What Is the Current State of the U.S. “War on Drugs”?

“The war on drugs is an idea whose time has passed. . .”

Professor Bruce Alexander, in a February, 2015, speech entitled “Addiction, Environmental Crisis, and Global Capitalism,” identified addiction as a “desperate attempt at adaptation” in the face of fragmentation and dislocation of social networks and social support for individuals turning to addictive behaviors.

His speech addresses the challenges that fragment lives and dislocate people. Addiction, he feels, is basically a response to fragmented social structure.
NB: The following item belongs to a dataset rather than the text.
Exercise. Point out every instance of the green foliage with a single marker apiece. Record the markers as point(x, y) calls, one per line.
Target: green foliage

He is distressed that the Canadian government has taken a harsh stance towards drug users, in framing their war on drugs.

Rather than concentrating on drug and alcohol addictions, the historical perspective focuses on the full range of potentially destructive addictions, including sex, wealth, gambling, power, love, eating, shopping, hoarding, internet games, social networking, alcohol, drugs, pets, and on and on and on.

Fragmentation

The historical view of addiction starts with the fact that societies everywhere have become severely fragmented in the last five centuries (See Fig. 1, top quadrant). From the time of Christopher Columbus onward, large scale colonization by western powers has crushed defenseless societies around the globe by conquest, disease, enslavement, economic exploitation, religious domination, and devastation of local ecosystems (Wright, 2004; Mann, 2011).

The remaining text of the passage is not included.